Interview (6/26/2007) with Brian Kantor
1. What benefits did Usenet provide for your professional or academic life?
It fostered technical and social interaction in the blossoming Unix community.
We exchanged tips and techniques, new development news, advice on projects, and quite a bit of humor.
2. How did the various NNTP developers collaborate? Was correspondence primarily through email?
Primarily electronic: email and a Usenet group, occasionally in person at various conferences or social events. A fair amount of alcohol was involved in the latter.
3. Was the development of NNTP an official part of your studies or a personal project?
Personal: I was an undergrad at the time, so protocol development was only vaguely related to my studies.
4. What were your main technical challenges when developing NNTP?
The main challenge was making sure that all the weird things that the uucp-based news software did were also accommodated in the internet protocol that became nntp.
We were trying to make NNTP compatible so that the Usenet software itself didn't have to change. I think we largely succeeded.
5. Were you involved with any other Usenet-related projects besides developing NNTP?
Not in a substantial way, although I did participate in many discussions that may have shaped the future of Usenet - it was a fairly small community and we all knew each other.

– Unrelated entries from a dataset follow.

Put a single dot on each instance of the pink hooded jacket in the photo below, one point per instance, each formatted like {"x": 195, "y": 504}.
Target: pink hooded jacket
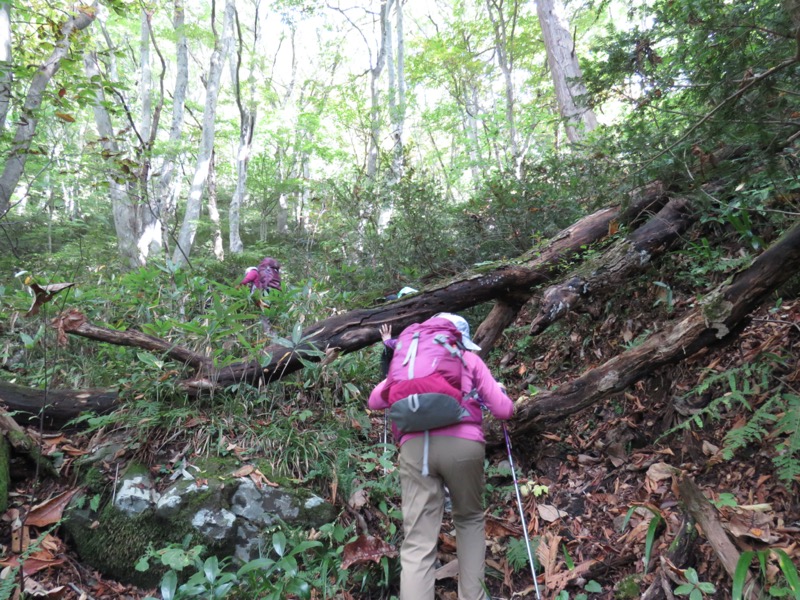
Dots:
{"x": 475, "y": 376}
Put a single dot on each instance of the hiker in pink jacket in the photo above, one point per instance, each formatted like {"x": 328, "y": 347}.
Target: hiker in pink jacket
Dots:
{"x": 455, "y": 457}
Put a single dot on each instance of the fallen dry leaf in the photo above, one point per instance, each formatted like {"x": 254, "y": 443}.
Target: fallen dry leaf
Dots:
{"x": 448, "y": 570}
{"x": 661, "y": 471}
{"x": 50, "y": 511}
{"x": 550, "y": 513}
{"x": 243, "y": 471}
{"x": 358, "y": 499}
{"x": 364, "y": 549}
{"x": 31, "y": 565}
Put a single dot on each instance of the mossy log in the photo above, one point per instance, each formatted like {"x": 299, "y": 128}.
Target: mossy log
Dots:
{"x": 53, "y": 409}
{"x": 716, "y": 320}
{"x": 698, "y": 506}
{"x": 22, "y": 442}
{"x": 617, "y": 265}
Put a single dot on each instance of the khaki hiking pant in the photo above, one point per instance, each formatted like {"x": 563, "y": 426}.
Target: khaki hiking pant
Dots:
{"x": 458, "y": 464}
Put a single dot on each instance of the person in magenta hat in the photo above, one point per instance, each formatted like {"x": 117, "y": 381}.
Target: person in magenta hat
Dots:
{"x": 455, "y": 460}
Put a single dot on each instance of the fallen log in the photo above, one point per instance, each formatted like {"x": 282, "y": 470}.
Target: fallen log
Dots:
{"x": 642, "y": 202}
{"x": 705, "y": 514}
{"x": 626, "y": 258}
{"x": 22, "y": 442}
{"x": 716, "y": 320}
{"x": 358, "y": 329}
{"x": 53, "y": 409}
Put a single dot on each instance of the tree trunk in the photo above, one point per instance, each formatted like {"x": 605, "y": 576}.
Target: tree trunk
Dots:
{"x": 125, "y": 219}
{"x": 213, "y": 210}
{"x": 646, "y": 200}
{"x": 706, "y": 516}
{"x": 716, "y": 320}
{"x": 54, "y": 409}
{"x": 717, "y": 317}
{"x": 6, "y": 64}
{"x": 169, "y": 185}
{"x": 247, "y": 123}
{"x": 373, "y": 148}
{"x": 15, "y": 160}
{"x": 504, "y": 30}
{"x": 194, "y": 202}
{"x": 357, "y": 329}
{"x": 571, "y": 93}
{"x": 616, "y": 265}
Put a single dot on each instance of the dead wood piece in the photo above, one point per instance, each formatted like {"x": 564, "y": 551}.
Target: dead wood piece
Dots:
{"x": 583, "y": 234}
{"x": 53, "y": 409}
{"x": 22, "y": 442}
{"x": 698, "y": 506}
{"x": 629, "y": 256}
{"x": 74, "y": 322}
{"x": 677, "y": 557}
{"x": 714, "y": 321}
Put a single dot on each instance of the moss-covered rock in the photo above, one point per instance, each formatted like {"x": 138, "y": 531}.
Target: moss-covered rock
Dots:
{"x": 5, "y": 457}
{"x": 628, "y": 588}
{"x": 225, "y": 514}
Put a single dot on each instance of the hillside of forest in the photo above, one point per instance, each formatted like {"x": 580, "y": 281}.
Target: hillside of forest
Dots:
{"x": 608, "y": 192}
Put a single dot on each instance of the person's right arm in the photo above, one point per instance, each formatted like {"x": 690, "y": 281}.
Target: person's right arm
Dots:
{"x": 491, "y": 393}
{"x": 376, "y": 400}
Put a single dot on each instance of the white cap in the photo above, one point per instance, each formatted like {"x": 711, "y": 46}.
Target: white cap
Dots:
{"x": 462, "y": 325}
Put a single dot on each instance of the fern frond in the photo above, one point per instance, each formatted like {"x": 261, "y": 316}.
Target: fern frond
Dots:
{"x": 753, "y": 430}
{"x": 787, "y": 460}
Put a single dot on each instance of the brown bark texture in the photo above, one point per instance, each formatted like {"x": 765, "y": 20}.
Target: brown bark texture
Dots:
{"x": 713, "y": 321}
{"x": 706, "y": 516}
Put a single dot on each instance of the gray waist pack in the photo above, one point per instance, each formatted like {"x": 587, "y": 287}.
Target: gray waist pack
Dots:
{"x": 421, "y": 412}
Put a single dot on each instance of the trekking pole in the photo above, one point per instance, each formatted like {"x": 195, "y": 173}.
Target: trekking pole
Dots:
{"x": 521, "y": 512}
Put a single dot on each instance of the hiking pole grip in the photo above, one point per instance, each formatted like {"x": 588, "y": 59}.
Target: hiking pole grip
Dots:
{"x": 521, "y": 511}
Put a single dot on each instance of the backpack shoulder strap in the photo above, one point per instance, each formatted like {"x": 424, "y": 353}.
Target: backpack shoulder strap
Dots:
{"x": 411, "y": 355}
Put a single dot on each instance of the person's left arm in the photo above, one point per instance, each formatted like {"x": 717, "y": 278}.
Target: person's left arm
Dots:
{"x": 376, "y": 400}
{"x": 491, "y": 393}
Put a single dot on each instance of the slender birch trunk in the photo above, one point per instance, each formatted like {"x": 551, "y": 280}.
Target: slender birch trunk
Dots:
{"x": 168, "y": 190}
{"x": 123, "y": 210}
{"x": 14, "y": 165}
{"x": 213, "y": 210}
{"x": 504, "y": 31}
{"x": 247, "y": 123}
{"x": 6, "y": 64}
{"x": 374, "y": 94}
{"x": 571, "y": 93}
{"x": 193, "y": 203}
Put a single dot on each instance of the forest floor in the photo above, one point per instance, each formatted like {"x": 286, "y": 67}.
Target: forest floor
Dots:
{"x": 608, "y": 472}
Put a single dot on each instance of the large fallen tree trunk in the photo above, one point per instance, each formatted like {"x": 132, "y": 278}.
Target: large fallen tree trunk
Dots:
{"x": 358, "y": 329}
{"x": 53, "y": 409}
{"x": 715, "y": 320}
{"x": 626, "y": 258}
{"x": 648, "y": 200}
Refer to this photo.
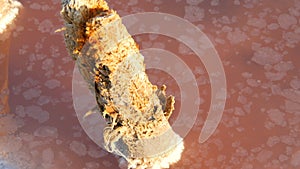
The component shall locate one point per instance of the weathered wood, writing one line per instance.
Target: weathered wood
(136, 111)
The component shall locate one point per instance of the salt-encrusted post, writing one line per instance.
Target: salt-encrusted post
(109, 60)
(9, 9)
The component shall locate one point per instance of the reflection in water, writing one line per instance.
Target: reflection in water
(258, 42)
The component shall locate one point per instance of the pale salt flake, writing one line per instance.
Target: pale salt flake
(46, 131)
(275, 76)
(295, 84)
(277, 117)
(46, 26)
(286, 21)
(266, 55)
(257, 22)
(52, 84)
(194, 2)
(236, 36)
(37, 113)
(295, 159)
(48, 155)
(284, 66)
(194, 13)
(273, 140)
(78, 148)
(31, 93)
(264, 156)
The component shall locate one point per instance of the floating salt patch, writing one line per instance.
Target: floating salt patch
(194, 13)
(275, 76)
(46, 131)
(295, 159)
(43, 100)
(52, 84)
(284, 66)
(37, 113)
(45, 26)
(48, 156)
(264, 155)
(295, 84)
(78, 148)
(277, 117)
(96, 153)
(31, 93)
(286, 21)
(236, 36)
(92, 165)
(194, 2)
(257, 22)
(214, 2)
(272, 141)
(266, 55)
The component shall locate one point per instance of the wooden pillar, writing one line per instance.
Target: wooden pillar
(109, 60)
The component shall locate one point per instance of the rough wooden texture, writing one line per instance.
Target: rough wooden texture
(136, 111)
(8, 12)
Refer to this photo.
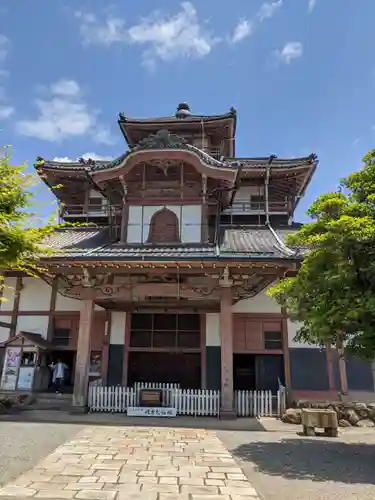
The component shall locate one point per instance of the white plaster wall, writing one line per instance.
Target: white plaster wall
(191, 224)
(8, 294)
(118, 322)
(35, 295)
(33, 324)
(189, 217)
(4, 331)
(213, 329)
(293, 328)
(261, 304)
(244, 193)
(67, 304)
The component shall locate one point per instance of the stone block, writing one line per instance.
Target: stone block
(200, 490)
(17, 492)
(96, 495)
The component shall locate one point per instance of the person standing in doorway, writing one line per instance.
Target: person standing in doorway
(59, 371)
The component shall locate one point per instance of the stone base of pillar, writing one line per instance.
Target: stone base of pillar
(227, 414)
(79, 410)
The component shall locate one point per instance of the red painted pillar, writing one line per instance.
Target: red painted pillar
(226, 334)
(81, 375)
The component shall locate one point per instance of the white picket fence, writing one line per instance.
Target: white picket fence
(167, 390)
(253, 403)
(199, 402)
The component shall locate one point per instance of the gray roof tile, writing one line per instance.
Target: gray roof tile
(254, 242)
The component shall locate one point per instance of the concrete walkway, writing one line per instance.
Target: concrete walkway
(119, 463)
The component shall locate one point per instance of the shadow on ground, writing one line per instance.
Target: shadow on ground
(118, 419)
(316, 460)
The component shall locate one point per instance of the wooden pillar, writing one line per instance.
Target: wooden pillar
(81, 375)
(226, 334)
(286, 354)
(124, 222)
(16, 305)
(342, 371)
(330, 371)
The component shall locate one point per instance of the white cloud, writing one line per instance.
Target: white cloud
(85, 156)
(6, 112)
(63, 114)
(246, 28)
(290, 51)
(172, 37)
(243, 30)
(268, 10)
(311, 5)
(164, 37)
(94, 32)
(64, 87)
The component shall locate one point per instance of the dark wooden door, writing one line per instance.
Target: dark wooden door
(165, 367)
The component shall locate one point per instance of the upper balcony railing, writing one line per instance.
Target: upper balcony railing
(92, 211)
(257, 207)
(214, 152)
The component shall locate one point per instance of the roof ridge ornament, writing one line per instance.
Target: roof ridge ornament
(163, 139)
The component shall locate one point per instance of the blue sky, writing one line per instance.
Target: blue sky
(301, 74)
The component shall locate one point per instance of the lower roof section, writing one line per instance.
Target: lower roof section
(92, 243)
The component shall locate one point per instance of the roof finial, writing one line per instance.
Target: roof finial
(183, 110)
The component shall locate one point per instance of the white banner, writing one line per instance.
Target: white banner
(144, 411)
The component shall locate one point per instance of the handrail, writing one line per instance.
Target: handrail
(257, 206)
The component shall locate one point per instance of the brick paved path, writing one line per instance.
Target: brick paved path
(119, 463)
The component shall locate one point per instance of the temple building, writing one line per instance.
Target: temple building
(164, 278)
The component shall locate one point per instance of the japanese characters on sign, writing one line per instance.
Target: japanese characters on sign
(137, 411)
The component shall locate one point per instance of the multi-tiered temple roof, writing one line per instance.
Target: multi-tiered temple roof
(163, 143)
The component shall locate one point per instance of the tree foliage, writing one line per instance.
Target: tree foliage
(21, 232)
(333, 293)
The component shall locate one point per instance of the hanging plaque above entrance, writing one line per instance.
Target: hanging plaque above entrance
(134, 411)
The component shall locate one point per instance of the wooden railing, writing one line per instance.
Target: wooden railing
(251, 207)
(90, 211)
(194, 402)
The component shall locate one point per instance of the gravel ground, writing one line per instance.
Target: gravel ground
(285, 466)
(22, 445)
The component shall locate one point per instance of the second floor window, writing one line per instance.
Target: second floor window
(164, 227)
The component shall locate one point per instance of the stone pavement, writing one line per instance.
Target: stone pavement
(119, 463)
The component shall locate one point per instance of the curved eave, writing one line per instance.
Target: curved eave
(276, 164)
(172, 119)
(200, 160)
(128, 124)
(243, 258)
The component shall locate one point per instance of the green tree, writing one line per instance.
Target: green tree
(21, 232)
(333, 292)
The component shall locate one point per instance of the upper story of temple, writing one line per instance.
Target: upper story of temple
(179, 182)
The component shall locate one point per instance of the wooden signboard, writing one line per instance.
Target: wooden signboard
(150, 398)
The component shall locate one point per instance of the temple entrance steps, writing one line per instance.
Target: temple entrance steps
(50, 402)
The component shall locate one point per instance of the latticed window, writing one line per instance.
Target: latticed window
(164, 227)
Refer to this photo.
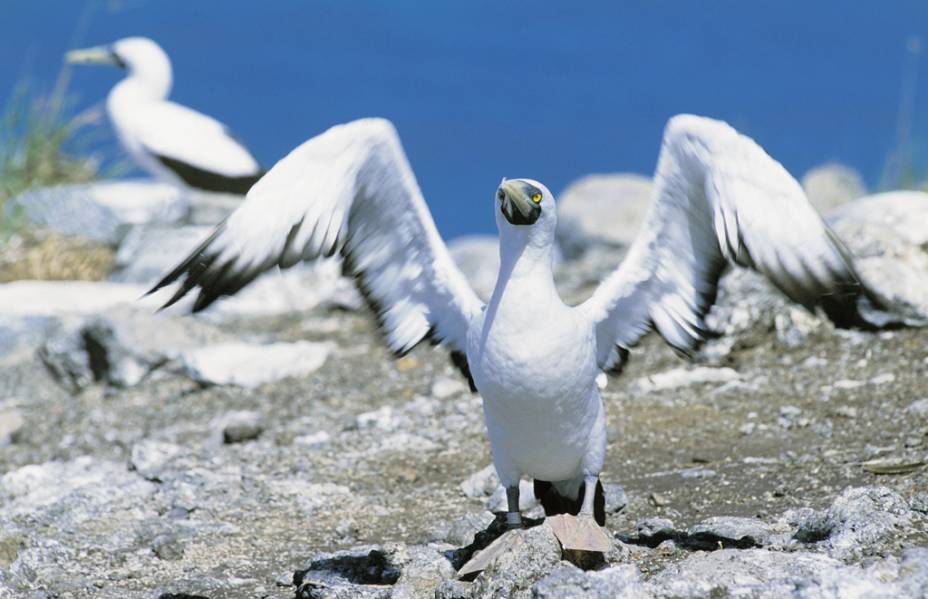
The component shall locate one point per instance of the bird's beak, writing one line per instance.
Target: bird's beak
(97, 55)
(515, 203)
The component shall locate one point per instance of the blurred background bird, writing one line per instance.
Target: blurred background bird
(172, 142)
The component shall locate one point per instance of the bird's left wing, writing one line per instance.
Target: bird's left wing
(720, 199)
(348, 191)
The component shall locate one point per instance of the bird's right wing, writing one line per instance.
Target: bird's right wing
(720, 199)
(348, 191)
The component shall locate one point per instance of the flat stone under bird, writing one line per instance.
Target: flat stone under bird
(171, 142)
(719, 199)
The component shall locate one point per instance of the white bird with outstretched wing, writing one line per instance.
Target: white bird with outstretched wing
(348, 191)
(719, 200)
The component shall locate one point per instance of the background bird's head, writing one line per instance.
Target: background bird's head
(525, 208)
(140, 56)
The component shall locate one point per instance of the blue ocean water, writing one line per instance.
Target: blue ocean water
(485, 89)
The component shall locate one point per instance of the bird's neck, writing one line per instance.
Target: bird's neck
(526, 264)
(153, 83)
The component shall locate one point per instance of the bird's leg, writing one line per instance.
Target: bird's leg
(504, 543)
(589, 493)
(581, 532)
(514, 516)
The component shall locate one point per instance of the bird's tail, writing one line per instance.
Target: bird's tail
(566, 497)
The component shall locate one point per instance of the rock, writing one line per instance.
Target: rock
(102, 211)
(856, 522)
(919, 408)
(919, 502)
(66, 358)
(481, 483)
(121, 346)
(250, 365)
(83, 486)
(238, 427)
(755, 573)
(478, 258)
(358, 572)
(51, 299)
(683, 377)
(462, 531)
(168, 547)
(832, 184)
(150, 458)
(567, 581)
(795, 324)
(616, 499)
(728, 531)
(601, 210)
(531, 559)
(313, 440)
(148, 252)
(654, 531)
(21, 336)
(887, 234)
(11, 423)
(423, 568)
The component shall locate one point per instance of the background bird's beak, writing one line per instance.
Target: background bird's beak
(96, 55)
(515, 203)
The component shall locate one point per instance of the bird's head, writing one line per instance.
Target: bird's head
(525, 206)
(138, 55)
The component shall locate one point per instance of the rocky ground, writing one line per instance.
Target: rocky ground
(273, 448)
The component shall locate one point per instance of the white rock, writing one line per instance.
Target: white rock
(28, 488)
(403, 441)
(919, 407)
(54, 298)
(11, 422)
(683, 377)
(832, 184)
(383, 418)
(903, 212)
(882, 379)
(103, 211)
(313, 440)
(250, 365)
(481, 483)
(888, 233)
(149, 457)
(602, 209)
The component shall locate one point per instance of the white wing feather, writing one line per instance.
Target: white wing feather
(349, 190)
(719, 199)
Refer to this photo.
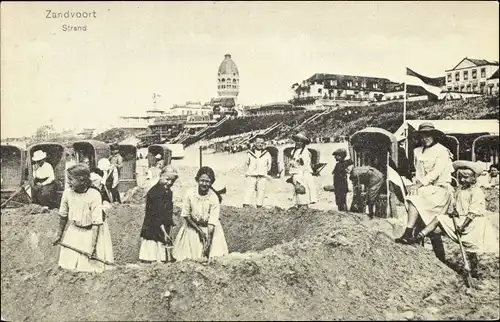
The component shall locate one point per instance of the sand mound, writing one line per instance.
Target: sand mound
(491, 196)
(284, 265)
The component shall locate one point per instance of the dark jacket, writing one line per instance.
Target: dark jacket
(340, 177)
(159, 211)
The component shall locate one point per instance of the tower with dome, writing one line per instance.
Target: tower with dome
(228, 78)
(228, 88)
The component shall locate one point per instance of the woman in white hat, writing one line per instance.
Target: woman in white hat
(301, 171)
(431, 195)
(45, 189)
(110, 178)
(154, 171)
(469, 209)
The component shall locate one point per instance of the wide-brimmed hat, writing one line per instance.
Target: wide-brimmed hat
(104, 164)
(258, 136)
(94, 177)
(39, 155)
(429, 128)
(170, 172)
(476, 167)
(301, 137)
(341, 152)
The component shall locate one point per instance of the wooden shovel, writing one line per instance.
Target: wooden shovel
(86, 254)
(13, 195)
(470, 281)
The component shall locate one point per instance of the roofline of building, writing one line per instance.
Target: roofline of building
(347, 76)
(489, 63)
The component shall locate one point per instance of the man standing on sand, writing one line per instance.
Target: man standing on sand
(373, 180)
(258, 165)
(116, 159)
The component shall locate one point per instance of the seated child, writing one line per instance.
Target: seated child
(468, 208)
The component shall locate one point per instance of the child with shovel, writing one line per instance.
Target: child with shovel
(465, 221)
(156, 242)
(84, 244)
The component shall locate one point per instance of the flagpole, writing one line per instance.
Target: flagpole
(405, 127)
(404, 106)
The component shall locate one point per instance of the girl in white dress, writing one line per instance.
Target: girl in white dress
(301, 171)
(201, 235)
(476, 232)
(81, 210)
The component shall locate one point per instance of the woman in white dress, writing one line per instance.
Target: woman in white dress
(301, 170)
(476, 232)
(45, 189)
(201, 235)
(81, 210)
(431, 195)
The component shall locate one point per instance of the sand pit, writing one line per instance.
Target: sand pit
(284, 265)
(317, 264)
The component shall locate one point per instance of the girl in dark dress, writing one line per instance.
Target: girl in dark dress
(158, 221)
(340, 178)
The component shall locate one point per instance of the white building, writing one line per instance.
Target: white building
(140, 121)
(472, 76)
(191, 108)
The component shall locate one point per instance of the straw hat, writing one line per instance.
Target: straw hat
(429, 128)
(341, 152)
(170, 172)
(301, 137)
(258, 136)
(94, 177)
(104, 164)
(476, 167)
(39, 155)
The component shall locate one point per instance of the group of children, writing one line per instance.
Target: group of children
(431, 197)
(86, 244)
(84, 234)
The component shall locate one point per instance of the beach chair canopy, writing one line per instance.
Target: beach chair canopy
(161, 149)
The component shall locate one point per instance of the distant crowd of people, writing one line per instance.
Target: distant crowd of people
(442, 193)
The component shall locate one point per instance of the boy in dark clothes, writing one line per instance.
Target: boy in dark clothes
(158, 221)
(373, 180)
(340, 186)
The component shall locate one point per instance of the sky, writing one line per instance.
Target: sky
(130, 50)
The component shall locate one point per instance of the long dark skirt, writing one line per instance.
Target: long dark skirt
(115, 194)
(46, 195)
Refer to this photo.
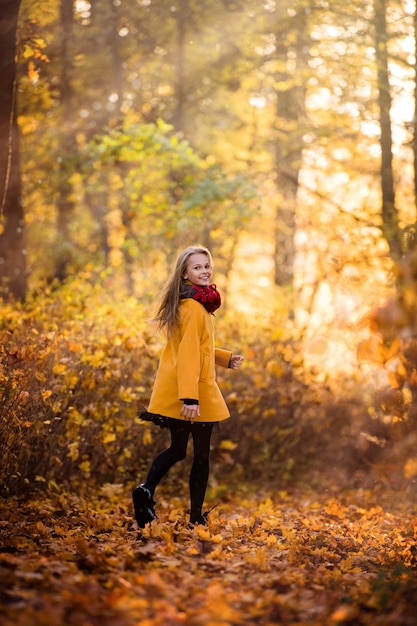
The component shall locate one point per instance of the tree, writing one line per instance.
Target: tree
(12, 250)
(391, 230)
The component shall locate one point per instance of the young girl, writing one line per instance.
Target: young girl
(185, 397)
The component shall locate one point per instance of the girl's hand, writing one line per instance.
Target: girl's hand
(190, 412)
(235, 361)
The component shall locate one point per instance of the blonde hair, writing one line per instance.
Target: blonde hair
(167, 315)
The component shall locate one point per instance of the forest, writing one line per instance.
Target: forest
(283, 137)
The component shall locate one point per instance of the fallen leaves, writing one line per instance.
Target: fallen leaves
(291, 559)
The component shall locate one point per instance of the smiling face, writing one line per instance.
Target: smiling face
(198, 269)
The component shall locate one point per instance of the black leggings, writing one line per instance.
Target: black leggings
(180, 432)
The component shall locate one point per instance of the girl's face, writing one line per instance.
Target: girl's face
(198, 269)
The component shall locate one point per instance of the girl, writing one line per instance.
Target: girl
(185, 397)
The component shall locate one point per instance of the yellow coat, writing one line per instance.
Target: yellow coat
(187, 368)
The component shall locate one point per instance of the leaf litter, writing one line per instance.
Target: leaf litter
(292, 558)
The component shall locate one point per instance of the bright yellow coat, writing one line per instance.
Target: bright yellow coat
(187, 368)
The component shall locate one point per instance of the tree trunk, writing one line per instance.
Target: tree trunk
(180, 88)
(288, 151)
(415, 112)
(65, 205)
(390, 225)
(12, 250)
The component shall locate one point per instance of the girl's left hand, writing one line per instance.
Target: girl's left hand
(235, 361)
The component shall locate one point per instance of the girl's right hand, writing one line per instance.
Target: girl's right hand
(190, 411)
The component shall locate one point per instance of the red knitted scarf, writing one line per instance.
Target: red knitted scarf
(209, 297)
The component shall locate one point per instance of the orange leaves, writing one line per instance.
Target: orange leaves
(300, 558)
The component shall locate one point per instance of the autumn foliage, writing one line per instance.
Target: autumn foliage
(309, 523)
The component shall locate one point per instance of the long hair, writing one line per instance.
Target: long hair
(167, 315)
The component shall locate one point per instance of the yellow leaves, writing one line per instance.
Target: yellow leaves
(410, 468)
(109, 438)
(96, 359)
(226, 444)
(47, 393)
(85, 466)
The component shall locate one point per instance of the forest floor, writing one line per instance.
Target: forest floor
(297, 557)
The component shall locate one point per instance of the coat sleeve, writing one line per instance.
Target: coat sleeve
(189, 360)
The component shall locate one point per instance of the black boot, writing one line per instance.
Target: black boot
(199, 519)
(144, 505)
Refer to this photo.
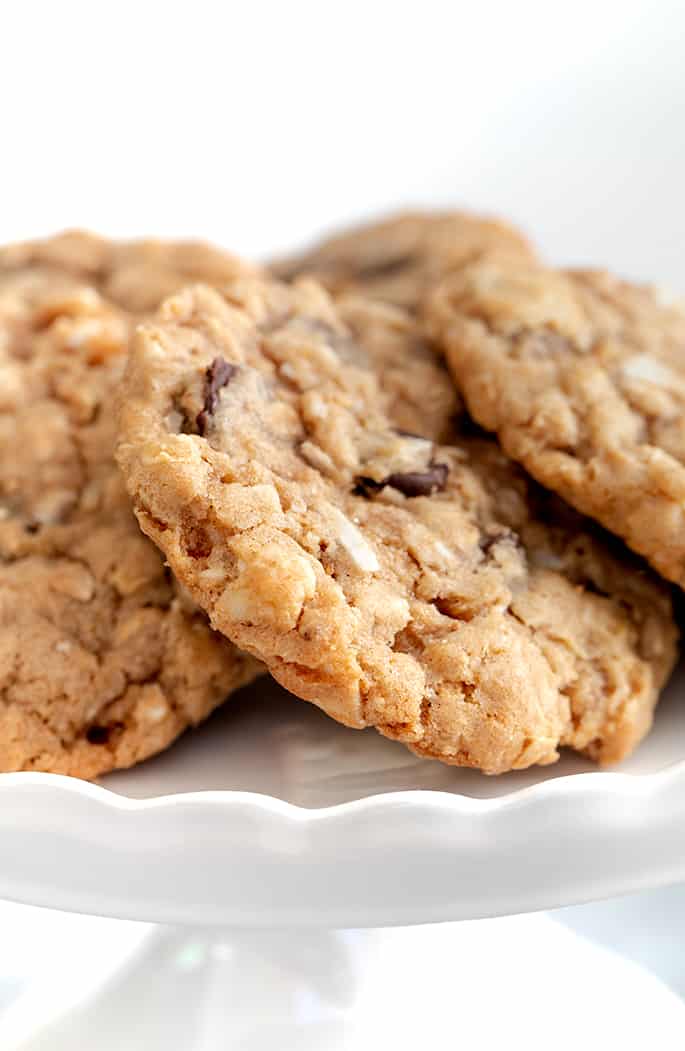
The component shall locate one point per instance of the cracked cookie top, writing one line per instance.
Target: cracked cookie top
(136, 275)
(427, 590)
(582, 377)
(103, 660)
(398, 259)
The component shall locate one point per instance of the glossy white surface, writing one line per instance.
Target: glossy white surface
(274, 816)
(494, 984)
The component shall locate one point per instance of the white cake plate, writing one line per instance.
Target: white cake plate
(273, 816)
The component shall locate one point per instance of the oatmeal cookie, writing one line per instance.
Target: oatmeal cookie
(400, 258)
(582, 377)
(103, 658)
(429, 591)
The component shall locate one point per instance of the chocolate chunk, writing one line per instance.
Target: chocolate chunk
(367, 487)
(98, 735)
(468, 428)
(383, 268)
(408, 434)
(218, 375)
(420, 482)
(409, 482)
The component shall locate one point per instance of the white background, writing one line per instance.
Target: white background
(257, 124)
(260, 124)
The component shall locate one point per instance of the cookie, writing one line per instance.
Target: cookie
(582, 377)
(399, 258)
(133, 274)
(423, 590)
(103, 658)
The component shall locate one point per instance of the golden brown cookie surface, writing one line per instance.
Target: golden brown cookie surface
(582, 377)
(429, 591)
(103, 660)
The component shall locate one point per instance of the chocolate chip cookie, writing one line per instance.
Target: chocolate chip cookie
(582, 377)
(429, 591)
(103, 658)
(400, 258)
(132, 274)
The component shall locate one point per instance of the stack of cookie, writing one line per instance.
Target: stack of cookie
(323, 505)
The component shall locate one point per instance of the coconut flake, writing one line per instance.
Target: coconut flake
(646, 367)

6. Even in light of Usenet's popularity at the time, were you surprised at the quick adoption of NNTP and the tremendous number of Usenet servers in operation today?
Of the rapid adoption, I was not surprised, no.
It seemed to everyone in the news community that using the Internet to spread Usenet news was an obvious win over paying for slow long-distance modem calls. Some folks were already using crude mechanisms to do so; We were just filling a need in providing a uniform way to do it.
7. What role do you think Usenet had in the evolution of forums and blogs?
Clearly the beginnings of electronic self-publishing and on-line social interaction can be attributed to mailing lists, telephone BBSs, and Usenet.
As is said, "freedom of the press belongs to the man who owns one," and now that ownership is within the reach of everyone.
8. What are your thoughts regarding the future of Usenet? What aspect, if any, could be improved upon?
I think Usenet has still some value, and will be around a while.
I still read it.
With the nearly-ubiquitous presence of the internet, there are probably better ways to distribute the news than the original (and still current) flooding method, but that's for someone else to design.
9. Where are you currently employed? What is your current role? What are you currently working on?
I'm the principal software architect for the University of California at San Diego (UCSD) Network Operations group. I've got dozens of projects, all network related in one way or another.
10. Are you currently involved with the operation of any Usenet servers? Which cluster?
Yes, I still run news.ucsd.edu.
11. Do you actively participate in any newsgroups? Which ones?
Very few. Some of the ham radio groups, some of the systems administration groups. And of course I read the various computer security postings.